A statistical test of pleiotropic effect of a genetic variant on two traits using GWAS summary statistics
PLACO+ implements a variant-level formal statistical test of pleiotropy of two traits using summary-level GWAS data, and can account for potential correlation across traits, such as that arising due to measurement of traits on the same set of individuals or due to shared controls in case-control studies. The R function placo.plus()
implements this pleiotropic association test. PLACO+ may also be used on summary-level data from family-based studies such as trios. For details of this statistical method, please refer/cite:
PLACO, originally proposed in 2020 and meant for two independent/uncorrelated traits, is a special case of PLACO+. The R function placo()
is recommended for uncorrelated traits since placo.plus
can take longer time.
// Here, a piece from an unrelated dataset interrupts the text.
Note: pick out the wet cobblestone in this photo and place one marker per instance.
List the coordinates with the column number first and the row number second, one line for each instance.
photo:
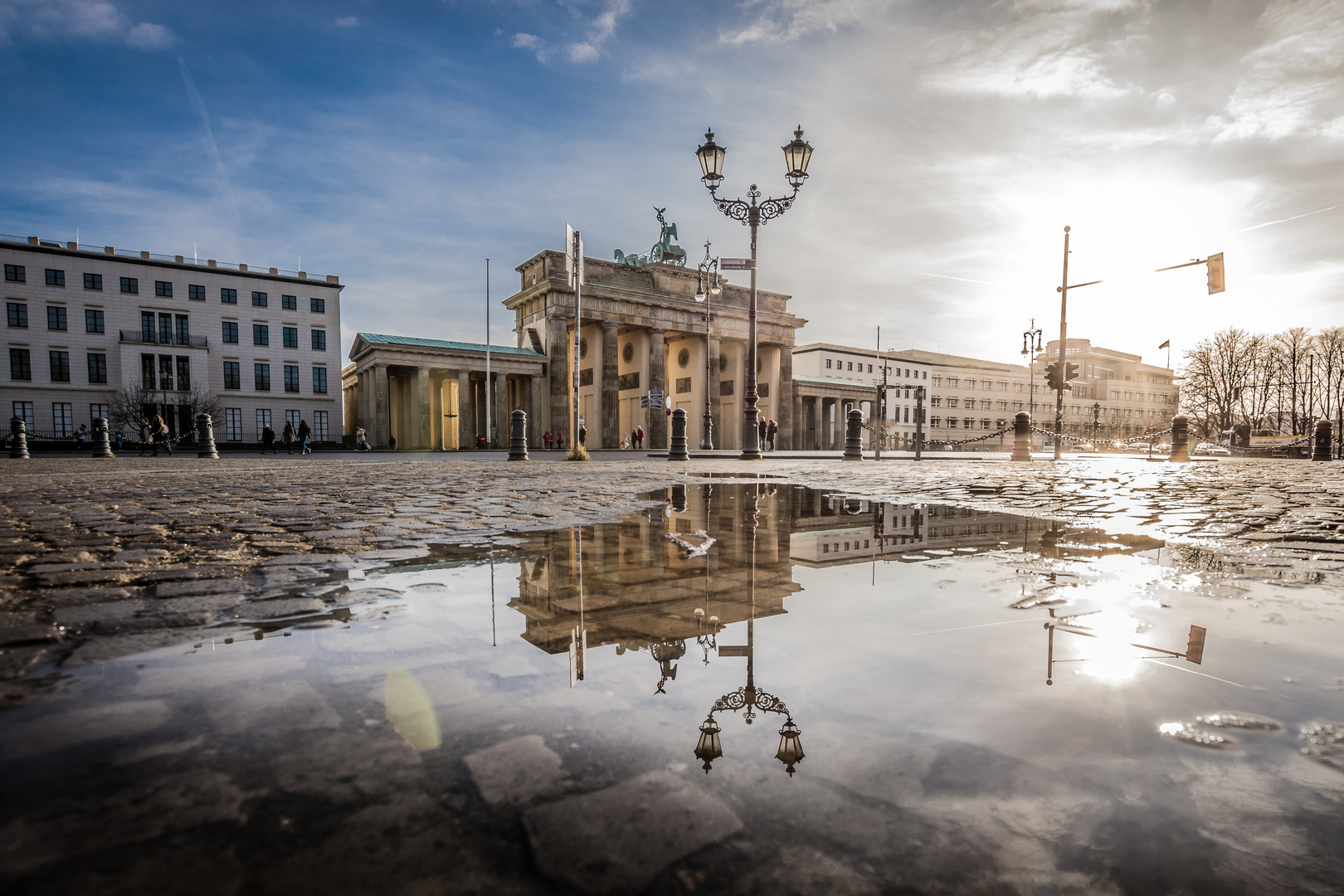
column 102, row 559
For details of this method, please refer/cite:
Ray, D., Chatterjee, N. (2020) “A powerful method for pleiotropic analysis under composite null hypothesis identifies novel shared loci between Type 2 Diabetes and Prostate Cancer”. PLoS Genetics 16(12): e1009218, https://doi.org/10.1371/journal.pgen.1009218
Ray, D. et al. (2021) “Pleiotropy method reveals genetic overlap between orofacial clefts at multiple novel loci from GWAS of multi-ethnic trios”. PLoS Genetics 17(7): e1009584, https://doi.org/10.1371/journal.pgen.1009584
Key Words: Composite null hypothesis; GWAS summary statistics; Intersection-union test; Meta-analysis; Multiple traits; Overlapping samples; Pleiotropy
R (>= 3.0.1)
require(devtools)
source_url("https://github.com/RayDebashree/PLACO/blob/master/PLACO_v0.2.0.R?raw=TRUE")
It is recommended to download/copy the stand-alone R program in this repository, save it in your local directory of choice and source()
it from your local directory. When a new version of the software is available, older versions may be removed from this repository, and the above devtools::source_url()
technique may not work.
Version 0.2.0 - June 18, 2025
A more general pleiotropy test PLACO+ is incorporated in this release.
Version 0.1.1 - August 30, 2020
First public release of the software.
PLACO+ and its software is designed to test pleiotropic association of two traits (categorical and/or continuous) from a single study or from two studies. It only requires single-trait GWAS summary statistics.
PLACO+ uses the summary statistics for all variants genome-wide to estimate correlation of the traits. If two studies have overlapping samples/individuals (which may or may not be known), the estimated correlation matrix reflects this overlap.
Since PLACO+ uses only summary statistics, it is assumed that all necessary covariate/confounder adjustments were performed when the single-trait summary statistics were obtained.
PLACO+ is particularly useful for traits with small or modest sample sizes where the identification of pleiotropy by leveraging information from a correlated trait can lead to the identification of novel genetic associations. While PLACO+ is robust to moderate skewness in sample sizes for the two traits, it may show spurious pleiotropy in the presence of heavily skewed sample sizes.
PLACO+ does not require unrelatedness of samples. When samples are related, PLACO+ can use the summary statistics from EMMAX (or other univariate mixed model framework) to appropriately test for genetic associations.
PLACO+ does not assume homogeneity of genetic effects of the two traits.
PLACO+ can only detect statistical association of a variant with two traits, and cannot distinguish between the various types of pleiotropy such as biological or horizontal or vertical/mediated.
If you receive an error message like the integral is probably divergent
, try reducing the absolute tolerance parameter AbsTol
.
For more details on using this R program, please refer to the Supplementary Methods of Park and Ray (2025+).